By April, after the statewide stay-at-home order went into effect, that number fell to 34,100, and it has "barely budged" since then, said New York State Comptroller Thomas DiNapoli, whose office released the report.
Arts, entertainment and recreation employment in December was down 66% year-over-year -- more than any other sector in the city's economy, according to the report.
"The COVID-19 outbreak has had a profound and a very negative effect on this industry," DiNapoli said during a Facebook livestream on Wednesday. "It's forced venues to close, thousands into unemployment and pushed businesses to the brink of collapse."
The numbers paint a "stark and devastating" portrait of an industry that was "more than thriving" until the pandemic, DiNapoli said. From 2009 to 2019, employment grew by 42% -- faster than the 30% rate for the private sector overall, the report said.

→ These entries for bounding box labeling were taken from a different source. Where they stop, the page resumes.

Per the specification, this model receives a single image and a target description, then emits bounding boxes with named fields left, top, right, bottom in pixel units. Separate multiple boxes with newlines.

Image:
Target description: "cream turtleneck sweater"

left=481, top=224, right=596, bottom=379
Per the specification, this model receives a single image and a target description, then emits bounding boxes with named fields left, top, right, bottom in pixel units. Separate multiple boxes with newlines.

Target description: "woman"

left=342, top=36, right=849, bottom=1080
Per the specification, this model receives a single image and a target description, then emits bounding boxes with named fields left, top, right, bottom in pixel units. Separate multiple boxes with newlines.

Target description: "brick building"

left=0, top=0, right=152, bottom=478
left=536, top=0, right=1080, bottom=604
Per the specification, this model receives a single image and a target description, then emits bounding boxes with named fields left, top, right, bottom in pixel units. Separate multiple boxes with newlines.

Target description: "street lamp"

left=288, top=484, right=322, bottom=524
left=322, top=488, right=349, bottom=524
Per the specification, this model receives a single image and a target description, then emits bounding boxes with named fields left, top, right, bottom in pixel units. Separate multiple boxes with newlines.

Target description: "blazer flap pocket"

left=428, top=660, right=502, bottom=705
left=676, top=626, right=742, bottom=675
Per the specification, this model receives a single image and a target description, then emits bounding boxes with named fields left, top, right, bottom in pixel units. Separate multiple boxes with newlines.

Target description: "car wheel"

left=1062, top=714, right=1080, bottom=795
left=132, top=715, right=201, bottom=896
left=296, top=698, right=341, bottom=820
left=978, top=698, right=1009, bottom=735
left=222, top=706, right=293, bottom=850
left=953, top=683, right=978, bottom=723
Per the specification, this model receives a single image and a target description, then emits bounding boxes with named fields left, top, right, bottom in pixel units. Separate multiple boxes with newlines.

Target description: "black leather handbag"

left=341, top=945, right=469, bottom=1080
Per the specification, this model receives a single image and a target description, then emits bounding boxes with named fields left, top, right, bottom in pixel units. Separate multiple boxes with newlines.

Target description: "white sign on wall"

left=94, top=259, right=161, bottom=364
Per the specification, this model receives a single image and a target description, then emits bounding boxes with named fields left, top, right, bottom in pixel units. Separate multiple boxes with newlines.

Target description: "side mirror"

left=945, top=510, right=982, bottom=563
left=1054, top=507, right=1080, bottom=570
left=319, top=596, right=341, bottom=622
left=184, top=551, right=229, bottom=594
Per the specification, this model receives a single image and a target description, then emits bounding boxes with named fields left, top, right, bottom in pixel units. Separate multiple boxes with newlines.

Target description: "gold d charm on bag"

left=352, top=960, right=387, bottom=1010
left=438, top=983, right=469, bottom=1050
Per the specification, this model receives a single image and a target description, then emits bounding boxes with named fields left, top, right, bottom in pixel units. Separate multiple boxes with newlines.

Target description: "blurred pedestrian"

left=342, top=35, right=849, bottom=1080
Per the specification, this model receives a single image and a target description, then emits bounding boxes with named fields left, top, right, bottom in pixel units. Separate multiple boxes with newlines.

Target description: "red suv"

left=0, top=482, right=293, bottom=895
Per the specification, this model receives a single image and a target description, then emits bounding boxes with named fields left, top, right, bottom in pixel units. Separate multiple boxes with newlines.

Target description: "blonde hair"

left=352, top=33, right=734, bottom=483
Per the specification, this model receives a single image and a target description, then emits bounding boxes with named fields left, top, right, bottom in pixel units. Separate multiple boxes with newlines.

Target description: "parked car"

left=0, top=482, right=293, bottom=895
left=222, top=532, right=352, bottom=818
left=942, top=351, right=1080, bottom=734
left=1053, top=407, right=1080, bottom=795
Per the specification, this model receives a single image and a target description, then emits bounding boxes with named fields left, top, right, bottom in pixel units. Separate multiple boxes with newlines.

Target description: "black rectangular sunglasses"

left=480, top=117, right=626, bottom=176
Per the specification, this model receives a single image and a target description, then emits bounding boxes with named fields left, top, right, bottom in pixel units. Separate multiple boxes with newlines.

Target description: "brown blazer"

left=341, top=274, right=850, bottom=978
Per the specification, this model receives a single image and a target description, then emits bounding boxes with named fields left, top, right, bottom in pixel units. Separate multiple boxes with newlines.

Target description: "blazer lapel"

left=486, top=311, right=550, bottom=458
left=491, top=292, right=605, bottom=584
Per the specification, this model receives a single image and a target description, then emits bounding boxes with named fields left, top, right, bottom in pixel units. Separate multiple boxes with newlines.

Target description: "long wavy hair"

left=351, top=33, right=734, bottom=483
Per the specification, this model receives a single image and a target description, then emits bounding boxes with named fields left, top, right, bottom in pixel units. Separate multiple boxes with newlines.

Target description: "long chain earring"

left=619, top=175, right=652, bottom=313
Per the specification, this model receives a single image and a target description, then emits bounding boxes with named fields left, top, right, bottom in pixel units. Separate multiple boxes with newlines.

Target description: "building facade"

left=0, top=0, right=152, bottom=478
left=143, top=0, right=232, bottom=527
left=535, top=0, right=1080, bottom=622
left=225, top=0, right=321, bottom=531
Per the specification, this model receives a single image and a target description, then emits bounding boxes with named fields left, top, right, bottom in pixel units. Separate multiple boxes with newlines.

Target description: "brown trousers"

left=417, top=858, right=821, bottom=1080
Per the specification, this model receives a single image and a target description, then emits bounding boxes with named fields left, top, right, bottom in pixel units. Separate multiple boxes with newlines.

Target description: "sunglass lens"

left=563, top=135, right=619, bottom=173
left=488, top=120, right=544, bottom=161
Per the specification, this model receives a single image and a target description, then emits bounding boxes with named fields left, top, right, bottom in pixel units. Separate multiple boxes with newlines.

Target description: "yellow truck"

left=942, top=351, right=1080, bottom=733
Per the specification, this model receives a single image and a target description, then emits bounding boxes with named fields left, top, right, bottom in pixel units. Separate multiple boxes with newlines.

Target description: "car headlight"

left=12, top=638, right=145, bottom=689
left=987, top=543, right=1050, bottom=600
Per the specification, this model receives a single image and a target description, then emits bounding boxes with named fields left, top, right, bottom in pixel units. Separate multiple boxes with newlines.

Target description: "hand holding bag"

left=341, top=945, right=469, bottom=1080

Manhattan is the hub of the city's arts and entertainment industry, home to a majority of its venues and jobs.
"Every job and business in this previously booming sector needs to come back," Manhattan Borough President Gale Brewer said during Wednesday's livestream. "It was lost. It needs to come back. Right now Times Square is vacant."
Brewer is concerned that people in the industry have left the city for good due to the lack of work. "We can't lose their talent," she said.
The report "puts the numbers behind the feeling that the arts and culture have been hit so hard, and that it is right now the least-recovered sector, despite much effort," she added.
The comptroller pointed to a new federal relief package, which includes $15 billion nationally for shuttered arts organizations and designates over $284 billion to revive the Paycheck Protection Program of the CARES Act, as a potential industry salve.
While performing arts venues, including Broadway theaters, remain closed, some venues and cultural institutions have started to reopen in New York City with restrictions and mitigation measures in place.
Zoos and aquariums started welcoming guests back in July, followed by museums in August, with mask-wearing and social-distancing requirements, capacity limits and timed entries.
This week, Madison Square Garden and the Barclays Center held their first sporting events with fans in almost a year, with capacity limited to 10%. Movie theaters in New York City can reopen starting March 5 at 25% capacity.
Gov. Andrew Cuomo hasn't announced a timeline yet for performing arts venues, though he said on Feb. 8 that the "overall effort is heading towards reopening with testing."
"There are venues that we want to start to reopen with testing and capacity limitations," Cuomo said at a press conference. "Theaters, arenas, why can't you do it with Broadway? You can."
The Broadway League, which represents theater owners and producers, had previously announced that Broadway performances will remain suspended through May 30 of this year.
To help promote arts and culture, the state recently launched a new performing arts program, NY PopsUp, which will feature over 300 free events statewide in 100 days.
Next month, New York City will start accepting applications for Open Culture NYC, a permitting program that would allow institutions to hold socially distanced performances on city streets. The city has also recently created Curtains Up NYC, a program to connect live performance venues to up to $10 million in federal grants.
As live venues have struggled to hold on for almost a year, some won't be reopening. Among the latest closures, the Peoples Improv Theater, a nearly 20-year-old comedy venue, announced last week that it was shuttering its main space in Manhattan.
"It's been over 11 months that we have been shut down and eventually we have to surrender to survive," owner Ali Farahnakian said in a statement. "So we are in the process of surrendering the space. ... Godspeed to a brighter future."